The conviction of war criminal Kefelegn Alemu and the U.S. Government’s glaring hypocrisy

EDITORS’S NOTE: Yesterday, a U.S. court in Colorado has convicted accused Ethiopian war criminal of lying to obtain citizenship. Meanwhile, the U.S. State Department continues to give hundreds of millions of dollars to another group of war criminals in Ethiopia who at this very moment are committing gross human rights violations, including war crimes against entire communities of people, extrajudicial murders, and tortures. It is good to hear that Kefelegn Alemu has been brought to justice, but why are the U.S. officials not only ignoring the crimes of the genocidal dictators who are currently ruling Ethiopia, they are fueling the dictatorship’s machinery of repression by providing them with financial, material and political support? Isn’t what the U.S. Government doing the height of hypocrisy?

U.S. court convicts Ethiopian war criminal

AFP – An Ethiopian war criminal was convicted Friday of lying to US authorities to obtain an American passport and move to the US state of Colorado, prosecutors said.

Kefelegn Alemu WorkuKefelegn Alemu Worku, who US authorities say was responsible for persecuting, torturing and murdering defenseless people during Ethiopia’s “Red Terror” in the late 1970s, faces up to 22 years in jail.

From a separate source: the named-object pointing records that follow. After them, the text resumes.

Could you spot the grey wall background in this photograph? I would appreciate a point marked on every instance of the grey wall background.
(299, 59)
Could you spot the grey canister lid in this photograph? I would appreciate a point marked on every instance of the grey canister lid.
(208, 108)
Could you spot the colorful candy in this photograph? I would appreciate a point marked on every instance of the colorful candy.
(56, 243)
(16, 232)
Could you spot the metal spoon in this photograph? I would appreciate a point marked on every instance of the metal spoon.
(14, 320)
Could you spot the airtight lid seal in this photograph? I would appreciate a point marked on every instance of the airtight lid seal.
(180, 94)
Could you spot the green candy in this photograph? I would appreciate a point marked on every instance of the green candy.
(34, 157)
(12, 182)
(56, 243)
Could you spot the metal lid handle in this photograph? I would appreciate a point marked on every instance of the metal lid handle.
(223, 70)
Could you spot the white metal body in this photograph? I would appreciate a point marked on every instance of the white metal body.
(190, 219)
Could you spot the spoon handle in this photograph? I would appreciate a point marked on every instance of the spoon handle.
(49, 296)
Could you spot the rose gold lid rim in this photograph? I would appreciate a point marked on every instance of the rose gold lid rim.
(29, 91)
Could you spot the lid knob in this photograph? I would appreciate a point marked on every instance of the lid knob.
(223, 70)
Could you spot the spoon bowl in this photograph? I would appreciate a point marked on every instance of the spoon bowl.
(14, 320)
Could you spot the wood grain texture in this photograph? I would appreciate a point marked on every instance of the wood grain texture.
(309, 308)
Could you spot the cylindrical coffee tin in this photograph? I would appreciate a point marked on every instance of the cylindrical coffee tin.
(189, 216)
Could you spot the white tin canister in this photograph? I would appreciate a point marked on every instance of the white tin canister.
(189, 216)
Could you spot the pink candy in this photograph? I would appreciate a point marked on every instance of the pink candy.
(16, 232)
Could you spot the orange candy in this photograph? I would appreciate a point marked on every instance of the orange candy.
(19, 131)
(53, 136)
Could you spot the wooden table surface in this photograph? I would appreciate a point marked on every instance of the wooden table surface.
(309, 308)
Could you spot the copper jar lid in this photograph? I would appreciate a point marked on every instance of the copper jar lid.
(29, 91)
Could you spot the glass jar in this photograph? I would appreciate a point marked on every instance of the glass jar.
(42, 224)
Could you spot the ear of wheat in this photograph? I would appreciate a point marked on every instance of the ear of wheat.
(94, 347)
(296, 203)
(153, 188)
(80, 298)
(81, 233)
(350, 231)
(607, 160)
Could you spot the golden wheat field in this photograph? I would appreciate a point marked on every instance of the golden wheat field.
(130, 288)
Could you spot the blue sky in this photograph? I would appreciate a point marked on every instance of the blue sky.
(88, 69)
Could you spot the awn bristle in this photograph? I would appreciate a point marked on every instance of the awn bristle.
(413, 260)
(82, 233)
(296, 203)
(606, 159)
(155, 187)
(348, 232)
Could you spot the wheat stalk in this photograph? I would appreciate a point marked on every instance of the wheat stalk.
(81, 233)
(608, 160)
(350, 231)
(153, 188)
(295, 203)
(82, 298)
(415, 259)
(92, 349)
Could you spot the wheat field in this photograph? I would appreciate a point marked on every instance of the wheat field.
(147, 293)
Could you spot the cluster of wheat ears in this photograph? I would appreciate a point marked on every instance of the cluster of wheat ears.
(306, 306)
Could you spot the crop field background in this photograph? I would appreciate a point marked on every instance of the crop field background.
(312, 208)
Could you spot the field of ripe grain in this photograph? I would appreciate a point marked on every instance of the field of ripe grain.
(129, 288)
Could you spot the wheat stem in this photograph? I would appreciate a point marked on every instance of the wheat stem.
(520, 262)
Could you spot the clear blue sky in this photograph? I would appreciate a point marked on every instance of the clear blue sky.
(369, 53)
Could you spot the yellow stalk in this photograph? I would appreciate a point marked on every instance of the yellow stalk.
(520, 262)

During an “emotional” week-long jury trial victims whom he personally tortured gave evidence against him, said US Attorney for the District of Colorado John Walsh.

“Their testimony was chilling, as was the fact that the defendant at trial sat with his back turned to them as they testified, until ordered by the court to turn around so that his victims could identify him,” Walsh’s office said.

Alemu Worku, who lived in the United States under an alias, was convicted of identity theft and lying to gain entry to the country, ultimately becoming a naturalized citizen. Judge John L. Kane stripped Alemu Worku of his US citizenship with immediate effect.

“Although no order of a US court can undo the crimes perpetrated by the defendant in Ethiopia, this trial offered Alemu Worku’s victims the opportunity to speak the truth bravely, for all to hear and to see that a measure of justice would be done, at long last,” said Walsh.

Thanking various federal law enforcement agencies, he added: “In the end, their efforts and the courage of the victims who testified have ensured that Alemu Worku is no longer able to hide ‘in plain sight.'”

Alemu Worku will be sentenced on December 19.